I’ve written about the ins and outs (and quirks) of the academic workplace for The Chronicle for the last five years. So there are some things about finding employment after graduate school that I just know to be true. Most people on the academic job market think landing a tenure-track position is a crapshoot. Many advisers can’t help their students find work outside of academe. And accurate information on Ph.D. placement is hard to come by.

But while doing the reporting for an article about how colleges should—but often don’t—collect Ph.D-placement data, I learned three critical things about graduate students and data on their job placement. Thanks to two dozen conversations I had with current and former sociology Ph.D. students and professors at the City University of New York’s Graduate Center, I now know that:

1. There are lots of ways to collect placement data. Some institutions count only tenure-track or visiting-professor positions. At some places, nonacademic employment doesn’t make the cut. Others debate whether it’s best to track placement two or three years after graduation, in hopes that former students will have settled into a “real” job by then. The truth—that an adjunct position is what awaits many new graduates, in the humanities in particular—is apparently too much to put on display. At the end of the day, not all placement data are created equal.
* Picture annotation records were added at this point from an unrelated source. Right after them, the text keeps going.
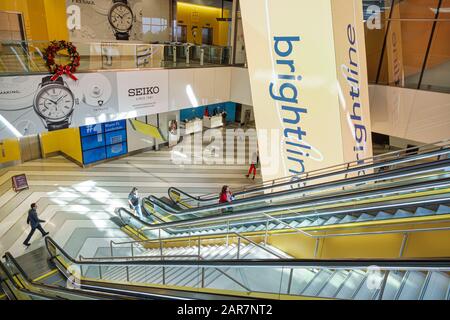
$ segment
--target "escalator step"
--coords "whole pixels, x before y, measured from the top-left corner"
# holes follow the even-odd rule
[[[444,300],[450,288],[450,277],[443,272],[432,272],[427,287],[423,293],[423,300]]]
[[[441,204],[436,211],[436,214],[447,214],[450,213],[450,207]]]
[[[412,213],[403,209],[399,209],[395,212],[393,218],[408,218],[411,217]]]
[[[298,225],[299,225],[299,223],[297,222],[297,221],[291,221],[290,223],[289,223],[289,225],[292,227],[292,228],[297,228],[298,227]]]
[[[311,220],[305,219],[297,226],[297,228],[307,227],[310,224],[311,224]]]
[[[256,227],[256,229],[254,231],[261,231],[264,230],[266,228],[266,226],[264,224],[260,224]]]
[[[310,226],[311,227],[317,227],[323,225],[325,222],[325,219],[323,218],[317,218]]]
[[[363,221],[371,221],[373,220],[373,216],[371,216],[370,214],[367,213],[363,213],[362,215],[359,216],[358,219],[356,219],[356,222],[363,222]]]
[[[392,218],[392,214],[384,212],[384,211],[380,211],[377,213],[374,220],[384,220],[384,219],[391,219],[391,218]]]

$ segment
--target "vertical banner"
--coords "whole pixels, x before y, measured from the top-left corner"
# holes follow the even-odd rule
[[[241,0],[264,180],[372,155],[362,3]]]

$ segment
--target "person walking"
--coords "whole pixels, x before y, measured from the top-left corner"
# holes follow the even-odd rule
[[[139,199],[138,189],[133,187],[130,194],[128,195],[128,203],[130,204],[130,209],[134,210],[139,218],[144,219],[142,215],[141,201]]]
[[[31,237],[33,236],[33,234],[36,231],[36,229],[38,229],[42,233],[43,237],[45,237],[46,235],[49,234],[48,232],[45,232],[45,230],[41,226],[41,223],[44,223],[44,222],[45,222],[45,220],[41,220],[37,216],[37,205],[36,205],[36,203],[32,203],[31,204],[31,209],[28,210],[28,218],[27,218],[27,224],[29,224],[31,226],[31,231],[28,234],[28,237],[23,242],[23,244],[25,246],[27,246],[27,247],[30,246]]]
[[[259,163],[258,150],[252,152],[252,158],[250,163],[250,168],[248,169],[248,173],[245,175],[247,178],[250,177],[250,174],[253,173],[253,180],[255,180],[256,176],[256,166]]]

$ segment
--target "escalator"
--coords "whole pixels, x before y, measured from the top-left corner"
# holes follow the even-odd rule
[[[42,250],[38,250],[42,251]],[[45,251],[45,250],[44,250]],[[36,253],[34,253],[36,255]],[[41,254],[39,252],[38,254]],[[44,257],[47,255],[45,254]],[[66,286],[66,279],[54,269],[34,280],[22,269],[18,261],[6,253],[5,262],[0,262],[1,289],[4,299],[10,300],[122,300],[125,295],[105,294],[88,290],[76,290]],[[46,260],[46,259],[45,259]],[[28,265],[35,273],[39,266]]]
[[[175,245],[173,239],[159,239],[155,241],[159,247],[142,249],[138,255],[80,260],[68,256],[50,238],[46,244],[61,272],[81,270],[81,286],[96,290],[126,290],[140,295],[148,290],[178,290],[201,298],[210,295],[209,299],[214,295],[267,299],[450,299],[448,259],[290,259],[272,249],[261,249],[265,252],[261,255],[255,250],[263,248],[261,244],[244,244],[239,239],[245,238],[235,235],[227,238],[226,244],[215,245],[206,239],[205,244],[198,246]],[[135,249],[140,244],[135,243]],[[161,248],[167,254],[164,259],[159,256]],[[237,250],[239,258],[235,256]],[[196,256],[196,251],[201,255]]]
[[[440,146],[436,146],[440,145]],[[236,199],[248,198],[254,195],[261,195],[270,192],[273,189],[280,187],[295,188],[301,182],[302,186],[311,186],[315,183],[320,183],[323,179],[333,181],[341,179],[342,177],[351,177],[353,175],[361,175],[372,172],[381,172],[392,170],[395,168],[404,168],[408,166],[415,166],[429,161],[440,160],[448,158],[450,153],[450,145],[448,141],[439,142],[433,145],[424,145],[421,147],[414,147],[395,152],[390,152],[378,155],[372,158],[361,159],[357,162],[343,163],[337,166],[332,166],[324,169],[306,172],[296,176],[289,176],[272,181],[263,182],[261,184],[244,186],[241,189],[235,190],[234,195]],[[207,194],[203,196],[192,196],[178,188],[171,187],[168,190],[167,198],[162,200],[169,206],[169,212],[177,212],[177,207],[170,208],[171,204],[177,204],[184,209],[195,208],[217,203],[217,194]],[[158,204],[158,198],[153,197],[152,200]],[[172,210],[170,210],[172,209]]]

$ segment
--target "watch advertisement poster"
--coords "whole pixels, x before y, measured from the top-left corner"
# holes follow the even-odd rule
[[[79,8],[80,28],[69,30],[70,40],[142,41],[142,0],[66,0]]]
[[[1,77],[0,140],[168,111],[168,73],[161,71],[135,72],[128,79],[124,73],[119,79],[115,72],[82,73],[78,81]]]
[[[148,115],[169,110],[168,70],[119,72],[117,83],[120,112]]]

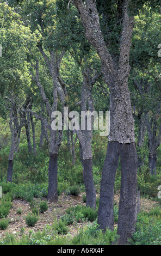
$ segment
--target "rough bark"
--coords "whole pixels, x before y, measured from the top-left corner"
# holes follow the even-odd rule
[[[24,115],[26,115],[26,113],[24,113]],[[31,137],[30,137],[30,118],[29,113],[27,113],[27,120],[25,125],[26,129],[26,135],[28,144],[28,150],[29,153],[32,153],[33,151]]]
[[[52,123],[54,120],[52,117],[52,113],[57,111],[58,94],[59,95],[60,102],[63,105],[63,109],[65,103],[66,90],[64,84],[59,77],[59,68],[64,52],[58,56],[58,53],[55,54],[54,52],[49,51],[50,59],[45,54],[42,46],[38,46],[39,50],[48,66],[48,70],[53,80],[53,104],[51,107],[48,99],[46,97],[44,88],[39,80],[39,62],[36,60],[36,66],[32,64],[36,70],[36,76],[34,77],[30,73],[32,79],[36,83],[40,90],[41,95],[45,103],[46,110],[49,117],[50,124],[47,120],[41,116],[41,120],[50,131],[50,154],[48,166],[48,188],[47,199],[49,202],[56,202],[58,201],[57,194],[57,171],[58,171],[58,154],[59,147],[62,141],[63,130],[53,130],[52,127]],[[36,117],[38,115],[34,113]],[[63,115],[62,115],[63,116]]]
[[[57,203],[57,193],[58,154],[49,154],[48,166],[48,188],[47,199],[48,202]]]
[[[33,132],[33,153],[35,154],[36,153],[35,127],[35,124],[34,124],[34,119],[33,119],[33,115],[31,113],[30,113],[30,119],[32,127],[32,132]]]
[[[102,179],[100,204],[98,211],[98,223],[100,228],[114,229],[114,184],[120,158],[120,143],[108,143]]]
[[[14,166],[14,156],[16,150],[16,143],[17,142],[18,134],[20,135],[21,129],[24,125],[24,121],[23,118],[21,118],[22,115],[20,113],[20,124],[18,119],[18,111],[16,100],[15,96],[11,95],[10,99],[10,120],[9,126],[11,133],[11,143],[10,148],[10,151],[8,156],[8,167],[7,170],[7,182],[12,182],[13,166]]]
[[[93,180],[92,160],[84,159],[83,164],[83,179],[86,192],[86,205],[95,208],[96,188]]]
[[[81,90],[81,111],[87,113],[87,109],[92,113],[94,111],[94,107],[92,96],[92,88],[95,81],[98,77],[97,75],[91,77],[91,70],[87,69],[83,72],[83,83]],[[96,192],[92,174],[92,138],[93,117],[89,125],[91,130],[87,125],[87,116],[85,117],[84,130],[76,131],[77,135],[80,142],[81,159],[83,169],[83,178],[86,196],[86,206],[96,208]]]
[[[125,245],[135,231],[137,221],[137,154],[135,144],[120,146],[121,179],[119,207],[118,245]]]
[[[11,182],[13,181],[14,160],[8,160],[8,167],[7,170],[7,182]]]
[[[129,17],[128,15],[127,5],[128,1],[125,1],[124,12],[123,17],[123,29],[122,31],[121,41],[120,46],[120,55],[119,59],[119,65],[117,65],[114,60],[109,53],[109,51],[106,46],[106,44],[103,39],[103,36],[101,32],[100,22],[99,16],[96,8],[96,1],[88,0],[85,2],[85,5],[82,0],[73,0],[73,4],[77,8],[80,14],[81,20],[84,27],[84,34],[86,38],[88,39],[90,43],[97,51],[100,56],[102,69],[104,75],[104,78],[106,83],[108,84],[110,94],[110,132],[108,137],[108,143],[114,143],[116,142],[120,144],[119,148],[120,149],[120,154],[121,154],[122,159],[126,157],[126,164],[123,164],[123,161],[121,162],[122,171],[122,190],[126,191],[126,186],[128,190],[131,190],[130,184],[131,180],[126,180],[124,178],[126,168],[128,172],[129,176],[135,177],[137,174],[137,161],[133,161],[133,168],[131,167],[131,161],[132,160],[131,155],[128,155],[127,157],[125,155],[125,150],[123,150],[125,155],[121,153],[121,145],[126,144],[130,144],[129,148],[131,152],[133,152],[135,155],[135,149],[134,142],[135,142],[134,119],[132,115],[132,110],[131,104],[131,97],[128,88],[128,78],[129,74],[130,66],[129,65],[129,55],[131,45],[131,39],[133,29],[134,18]],[[113,152],[113,151],[112,151]],[[108,157],[111,157],[112,154],[108,155]],[[111,164],[111,167],[110,166]],[[109,168],[113,168],[113,163],[107,164]],[[105,167],[104,167],[105,168]],[[122,175],[122,174],[121,174]],[[101,183],[101,190],[102,190],[101,196],[100,195],[101,203],[106,205],[110,204],[109,209],[108,211],[104,212],[103,207],[100,208],[98,216],[98,223],[101,224],[100,228],[103,227],[104,224],[103,221],[103,213],[104,213],[103,218],[106,220],[106,223],[108,222],[108,227],[113,228],[112,217],[109,216],[112,215],[113,204],[112,202],[112,199],[110,199],[107,196],[107,186],[106,186],[107,180],[104,181],[104,177],[102,175],[102,179]],[[129,183],[128,183],[129,182]],[[108,187],[108,190],[113,194],[114,186],[114,178],[111,181],[111,183]],[[122,204],[120,204],[120,211],[121,212],[125,212],[125,218],[119,218],[120,227],[122,227],[122,230],[119,229],[119,234],[122,236],[120,240],[120,244],[125,244],[127,239],[129,237],[128,231],[133,232],[134,229],[134,224],[135,221],[136,215],[136,197],[134,193],[133,190],[137,191],[137,185],[134,182],[134,186],[132,187],[132,191],[130,191],[131,194],[133,194],[133,198],[129,198],[127,193],[125,193],[125,197],[123,194],[120,194],[120,202],[123,200]],[[103,191],[102,187],[104,188]],[[103,194],[103,192],[104,193]],[[108,203],[110,201],[110,203]],[[132,203],[131,203],[132,201]],[[128,205],[132,206],[127,208]],[[99,206],[100,207],[100,206]],[[122,210],[123,208],[123,211]],[[133,211],[131,212],[131,209]],[[132,219],[131,220],[132,225],[129,227],[129,230],[127,229],[129,221],[127,216],[129,215]],[[109,220],[109,221],[108,221]]]

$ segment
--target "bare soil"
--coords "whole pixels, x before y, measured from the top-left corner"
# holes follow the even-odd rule
[[[98,194],[97,195],[99,196]],[[40,203],[40,199],[35,198],[38,203]],[[45,198],[42,198],[42,200]],[[114,196],[114,202],[117,205],[119,204],[119,194]],[[82,200],[82,194],[78,196],[72,195],[66,196],[65,193],[62,193],[59,197],[59,201],[57,203],[48,203],[48,209],[44,214],[39,214],[39,221],[33,227],[28,227],[25,222],[25,216],[28,212],[32,212],[32,209],[29,203],[22,199],[15,199],[13,202],[13,207],[10,209],[7,218],[10,220],[10,223],[8,228],[5,230],[0,230],[0,239],[4,236],[7,233],[16,235],[17,237],[21,236],[21,230],[24,229],[24,234],[28,235],[29,231],[32,230],[36,232],[38,230],[42,231],[47,225],[52,226],[55,217],[58,220],[65,214],[66,210],[70,206],[80,205],[85,205],[85,203]],[[156,206],[157,203],[151,200],[146,199],[140,199],[140,210],[148,211],[153,207]],[[17,214],[17,210],[22,209],[22,214]],[[78,223],[75,222],[70,225],[69,234],[72,236],[75,236],[77,233],[78,229],[86,224],[86,223]],[[115,224],[115,225],[116,225]]]

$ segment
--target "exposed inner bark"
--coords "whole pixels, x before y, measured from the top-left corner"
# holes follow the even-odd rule
[[[14,160],[8,160],[8,166],[7,170],[7,182],[11,182],[13,181]]]
[[[48,166],[48,188],[47,199],[49,202],[57,202],[58,154],[50,153]]]
[[[151,175],[155,175],[157,168],[157,153],[152,154],[150,153],[148,155],[148,167],[151,170]]]
[[[137,154],[134,143],[120,145],[121,179],[117,234],[125,245],[135,231],[137,220]]]
[[[120,143],[108,142],[101,182],[98,224],[101,229],[114,229],[114,188],[120,157]]]

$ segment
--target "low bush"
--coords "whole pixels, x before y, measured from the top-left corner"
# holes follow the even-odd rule
[[[22,214],[22,209],[21,208],[18,208],[17,210],[17,214]]]
[[[76,207],[69,207],[66,211],[69,214],[73,212],[76,220],[78,222],[85,220],[92,222],[97,217],[97,210],[89,206],[77,205]]]
[[[4,197],[5,201],[13,202],[14,200],[14,194],[13,191],[7,192]]]
[[[48,204],[46,201],[42,201],[40,204],[40,212],[44,214],[45,211],[46,211],[48,209]]]
[[[61,218],[58,221],[55,218],[52,225],[53,230],[58,233],[58,234],[65,234],[69,230],[69,228],[67,227],[67,222],[63,221]]]
[[[28,227],[34,227],[39,220],[39,217],[36,214],[32,215],[28,214],[26,218],[25,222]]]
[[[0,229],[2,229],[2,230],[6,229],[9,223],[9,221],[8,219],[3,218],[0,220]]]
[[[70,193],[73,196],[78,196],[81,193],[81,188],[79,186],[73,185],[69,188]]]
[[[39,209],[36,208],[36,207],[32,208],[32,213],[33,214],[36,214],[37,216],[39,215]]]
[[[67,225],[73,223],[74,221],[74,212],[71,212],[70,214],[66,214],[60,217],[63,222],[66,222]]]

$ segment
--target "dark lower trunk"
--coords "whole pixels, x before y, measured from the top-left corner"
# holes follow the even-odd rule
[[[83,178],[86,192],[86,205],[91,208],[96,208],[96,192],[93,179],[92,160],[83,160]]]
[[[139,214],[140,212],[140,188],[139,187],[138,187],[138,191],[137,191],[137,214]]]
[[[135,231],[137,220],[137,154],[134,143],[120,145],[121,179],[118,245],[126,245]]]
[[[50,153],[48,166],[48,188],[47,198],[49,202],[58,200],[57,193],[58,154]]]
[[[13,181],[13,167],[14,160],[9,160],[7,177],[7,182],[11,182]]]
[[[114,191],[116,172],[120,158],[120,143],[108,142],[101,182],[98,224],[104,231],[114,229]]]
[[[157,168],[157,154],[149,153],[148,155],[148,168],[151,175],[155,175]]]

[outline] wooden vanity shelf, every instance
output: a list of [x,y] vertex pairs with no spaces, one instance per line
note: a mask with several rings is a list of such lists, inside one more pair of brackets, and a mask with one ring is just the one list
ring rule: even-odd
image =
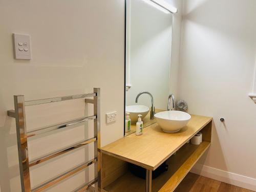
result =
[[[210,145],[212,118],[191,117],[187,125],[176,133],[165,133],[154,123],[145,129],[142,136],[133,134],[102,147],[104,190],[173,191]],[[202,143],[186,143],[199,131],[203,134]],[[168,171],[152,180],[152,172],[165,161]],[[131,173],[127,162],[146,168],[147,179]]]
2. Many prospective students don’t even ask about a department’s placement data. This baffled me at first, since I’ve written so much about the tough academic job market. Why wouldn’t students do something as simple as asking questions about where graduates end up working and how long it takes them to get jobs? But then student after student at CUNY told me how they had been more focused on getting into a program in New York City, where they wanted to live. They had also been lured by certain professors and, of course, the right financial package. Yet once the students were admitted, placement information typically still wasn’t on their radar—until a job search loomed. As Zoe Meleo-Erwin, a recent Ph.D. graduate in sociology from the Graduate Center, put it: “There are so many things that are more pressing at the moment. You have to keep your focus on all the mini-hurdles.”

3. For some students, knowing about a program’s spotty placement record wouldn’t make them think twice about enrolling. That’s because it’s human nature for a person to believe that he will be the one who gets a tenure-track job right away at a great college, in a great city, and at great pay. One former sociology Ph.D. at the Graduate Center said that, while applying to graduate schools, she “had this narrative in my mind that I would go to school for seven years and then there would be a job as a professor on the other end for me.” She held a one-year visiting-professor position at a college in New York State before getting hired as a tenure-track professor at a public institution in New England. Still, she said, “I wish somebody had told me the reality. But I don’t know that it would have made any difference to me.”

It’s easy to make the case that the road from Ph.D. program to employment has many of the same pitfalls today as it did 20 or more years ago. But Dean B. Savage, who has collected placement data on nearly 500 sociology Ph.D.’s at the Graduate Center, hopes that soon more colleges will follow his lead, to make the journey easier for students.

Said Mr. Savage, a professor of sociology at Queens College: “The time has come for programs to do this.”